In the earlier version of the code, at compile time we don't know which entry of outputs we're going to read and this causes the value merging to happen on the index we'll be reading from. This, Tom explained to us, forces the generation of a memory block and do a dynamic read from array, which is more expensive.

The difference is that in the optimized code, we could replace array access with the actual value, whereas in the initial code, we can't do that. A good reminder that everything known at compile-time will be cheaper within circuits, and reasoning how to do the least amount of work at runtime will help us optimize the code.

Lesson learned: optimization or underconstraining?

One of the early optimizations we tried to introduce was for the byte decomposition of a Field. If you recall the section on multiplication for fixed point arithmetic above, we started out scaling down after multiplication using a trick to decompose the Field into bytes and then chop off 2 of them, resulting in a division by $2^{16}$ . It so happens that byte decomposition is quite expensive in circuits, and our code used a lot of multiplications and thus this scaling down trick. When studying the flamegraph, we knew: this is where we can make a big difference!

After browsing through the Noir documentation, we found an interesting code snippet:

#![allow(unused)]
fn main() {
fn test_to_be_bytes() {
    let field = 2;
    let bytes: [u8; 8] = field.to_be_bytes();
    assert_eq(bytes, [0, 0, 0, 0, 0, 0, 0, 2]);
    assert_eq(Field::from_be_bytes::<8>(bytes), field);
}
}

The Field type has both a function to decompose into bytes, to_be_bytes, and one to create a Field from bytes, from_be_bytes. What if we performed the first action in an unconstrained function and used the second one to constrain the actual byte decomposition? It seemed worth a try, and since we were learning about the optimizations for Noir we were not sure of the outcome. This is the code we used (do not use it!):

#![allow(unused)]
fn main() {
unsafe {
    bytes = get_bytes(temp);
}

assert(Field::from_be_bytes::<32>(bytes) == temp);
}

To our surprise, this indeed led to a gate count improvement.

Unfortunately, this is exactly when we introduced a security issue.

Once again, @TomAFrench from the Noir team helped us understand and pointed out this issue. Basically, our 'optimization' took a shortcut compared to the byte decomposition function from the standard library. The check we bypassed ensured that the value that the byte array represented fell within the Field. In our implementation, $n$ would be equal to $p + n$ for $p$ the modulus of the field, while in the correct implementation an additional check is added to prevent that. In conclusion, our circuit became underconstrained due to our optimization efforts.
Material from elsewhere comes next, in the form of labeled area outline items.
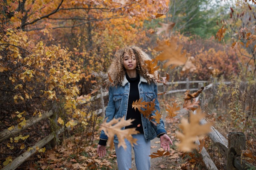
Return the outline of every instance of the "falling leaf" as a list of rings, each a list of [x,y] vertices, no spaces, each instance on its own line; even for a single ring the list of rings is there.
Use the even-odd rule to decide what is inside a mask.
[[[152,19],[155,19],[158,18],[159,18],[167,13],[169,10],[169,6],[164,8],[163,10],[162,10],[161,8],[159,7],[158,8],[158,10],[157,11],[157,14],[156,15],[150,15],[151,18]]]
[[[155,107],[156,105],[156,104],[155,103],[155,98],[152,101],[146,102],[145,109],[139,109],[140,111],[140,113],[146,118],[149,118],[150,114],[155,110]],[[142,108],[143,108],[143,107]]]
[[[189,94],[190,90],[187,90],[184,93],[185,94],[185,100],[189,100],[192,98],[195,98],[199,95],[199,94],[202,92],[202,91],[204,88],[204,87],[202,87],[201,88],[198,90],[196,92],[192,94]]]
[[[63,121],[63,120],[62,120],[62,119],[61,117],[59,117],[57,121],[59,124],[62,124],[62,125],[64,125],[64,121]]]
[[[159,111],[156,110],[155,113],[156,114],[155,116],[153,116],[153,118],[154,119],[155,119],[155,121],[157,123],[157,124],[160,123],[160,119],[162,118],[162,114],[159,112]]]
[[[139,133],[136,131],[135,128],[129,128],[124,130],[121,128],[124,127],[128,126],[132,124],[131,122],[134,119],[129,119],[127,120],[125,119],[125,117],[118,119],[114,119],[108,122],[107,122],[106,119],[101,126],[101,129],[103,130],[106,135],[108,137],[108,143],[110,146],[110,150],[113,147],[114,145],[114,137],[116,135],[118,139],[118,147],[122,146],[125,149],[127,147],[124,139],[126,138],[131,143],[132,146],[133,144],[136,144],[136,139],[134,139],[132,135],[136,134]],[[113,124],[114,125],[112,125]]]
[[[137,108],[140,111],[141,110],[141,107],[145,108],[145,106],[147,104],[147,102],[145,101],[142,101],[142,99],[143,98],[141,97],[139,99],[133,101],[132,105],[132,108],[135,110],[136,110]]]
[[[178,45],[178,40],[172,37],[170,44],[167,45],[165,42],[158,43],[158,45],[155,49],[157,51],[162,51],[162,53],[156,57],[156,60],[160,61],[167,60],[164,65],[166,67],[171,65],[180,66],[185,64],[187,61],[185,57],[186,52],[184,51],[182,52],[183,46],[181,44]]]
[[[112,84],[113,84],[113,81],[111,79],[110,74],[109,74],[109,73],[108,73],[108,79],[109,80],[109,81],[111,82]]]
[[[171,22],[169,24],[165,24],[164,23],[159,22],[159,24],[162,27],[156,28],[156,29],[157,30],[157,31],[156,34],[157,35],[160,34],[162,32],[164,31],[165,32],[165,34],[166,35],[168,35],[169,34],[169,32],[172,29],[174,25],[175,25],[175,23]]]
[[[179,150],[183,152],[189,152],[196,148],[198,145],[194,142],[199,139],[200,140],[203,138],[203,135],[211,130],[210,123],[199,124],[199,121],[204,117],[204,115],[200,111],[197,112],[196,114],[190,112],[190,123],[187,119],[182,118],[181,124],[179,126],[183,131],[183,133],[179,132],[176,133],[177,137],[181,142],[179,143],[176,143],[175,145],[178,146]]]
[[[144,67],[148,70],[149,73],[152,75],[154,75],[155,72],[157,71],[160,67],[160,66],[157,66],[157,61],[154,59],[146,60],[145,64],[145,65]]]
[[[224,34],[225,33],[227,29],[226,28],[223,28],[224,27],[224,25],[223,25],[221,27],[221,28],[219,30],[219,31],[218,31],[217,33],[216,34],[215,39],[217,38],[219,40],[219,41],[221,41],[221,38],[224,37]]]
[[[196,110],[199,106],[199,101],[196,101],[196,99],[194,98],[190,100],[185,100],[183,104],[183,108],[188,110],[190,109],[192,111]]]
[[[166,151],[166,152],[165,152],[166,151],[165,150],[162,151],[160,151],[158,150],[157,150],[157,152],[153,152],[152,153],[152,154],[149,155],[149,156],[151,157],[151,159],[160,157],[160,156],[168,156],[170,154],[170,152],[168,151]]]

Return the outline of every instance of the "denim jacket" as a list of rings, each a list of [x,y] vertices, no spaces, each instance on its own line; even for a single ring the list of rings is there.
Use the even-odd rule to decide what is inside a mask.
[[[152,83],[149,85],[146,79],[140,75],[140,82],[139,83],[139,92],[140,98],[142,97],[142,101],[150,101],[155,98],[155,103],[156,109],[150,116],[155,115],[156,110],[160,111],[159,102],[157,99],[157,86]],[[107,118],[107,122],[109,122],[114,118],[117,118],[125,116],[126,119],[126,113],[128,103],[128,98],[130,91],[130,83],[126,79],[125,76],[122,83],[122,85],[117,87],[110,86],[108,92],[109,100],[108,106],[106,109],[105,118]],[[157,126],[153,124],[141,114],[142,127],[144,131],[144,135],[147,141],[154,139],[162,133],[166,133],[164,128],[164,124],[162,119],[160,123]],[[124,129],[125,127],[122,128]],[[108,137],[103,130],[100,136],[100,139],[104,140],[108,139]],[[114,142],[118,143],[118,139],[115,135]]]

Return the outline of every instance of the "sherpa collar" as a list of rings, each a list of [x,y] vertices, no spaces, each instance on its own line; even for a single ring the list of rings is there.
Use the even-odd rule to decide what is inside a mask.
[[[141,76],[140,75],[140,81],[142,82],[144,82],[144,83],[148,83],[148,81],[147,81],[147,80],[144,78],[143,76]],[[123,82],[122,82],[122,86],[124,86],[125,85],[128,83],[128,81],[127,80],[127,79],[126,79],[126,77],[125,76],[125,75],[124,75],[124,80],[123,81]]]

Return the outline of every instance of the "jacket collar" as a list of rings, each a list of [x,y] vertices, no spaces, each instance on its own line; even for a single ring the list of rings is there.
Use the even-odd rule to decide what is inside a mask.
[[[148,81],[147,81],[146,79],[144,78],[143,76],[141,76],[140,75],[140,81],[142,82],[144,82],[146,83],[148,83]],[[124,86],[126,84],[126,83],[128,82],[128,81],[127,80],[127,79],[126,79],[126,77],[125,76],[125,75],[124,75],[124,80],[123,80],[123,82],[122,82],[122,86]]]

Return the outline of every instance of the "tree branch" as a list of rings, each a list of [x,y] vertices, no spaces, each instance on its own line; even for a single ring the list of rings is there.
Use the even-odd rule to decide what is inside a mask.
[[[24,27],[25,27],[25,26],[26,26],[26,25],[28,25],[32,24],[34,24],[35,22],[36,22],[37,21],[39,21],[39,20],[41,20],[42,19],[43,19],[43,18],[48,18],[49,16],[50,16],[51,15],[53,15],[53,14],[55,14],[55,13],[56,13],[56,12],[57,12],[58,11],[59,11],[59,8],[60,8],[60,7],[61,5],[61,4],[62,4],[62,3],[63,2],[63,1],[64,1],[64,0],[61,0],[61,2],[60,2],[60,4],[59,4],[59,5],[58,6],[58,7],[57,7],[57,8],[54,11],[52,12],[51,12],[51,13],[50,13],[49,14],[48,14],[47,15],[44,15],[44,16],[41,17],[40,17],[39,18],[37,18],[37,19],[35,19],[35,20],[34,20],[34,21],[32,21],[31,22],[29,22],[29,23],[27,22],[26,23],[25,23],[25,24],[23,24],[22,25],[21,25],[21,27],[20,27],[20,28],[18,27],[17,28],[16,28],[17,29],[18,29],[19,28],[23,28]]]
[[[19,49],[20,49],[21,50],[24,50],[24,51],[26,51],[28,53],[29,53],[30,54],[32,54],[30,53],[29,51],[28,51],[26,50],[25,50],[24,48],[21,47],[20,47],[19,46],[16,46],[15,45],[14,45],[13,44],[0,44],[0,46],[2,45],[10,45],[10,46],[12,46],[15,47],[16,47],[18,48]]]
To fix the problem, we had to use the the (constrained) version of to_be_bytes that we started out with. In the end, the code became obsolete because we used the improved scaling down code that Tom proposed, which doesn't use byte decomposition. However, for the future we are certainly warned and understand better the workings of these functions.

This was a harsh lesson to learn, and we hope our experience helps you avoid making the same mistake.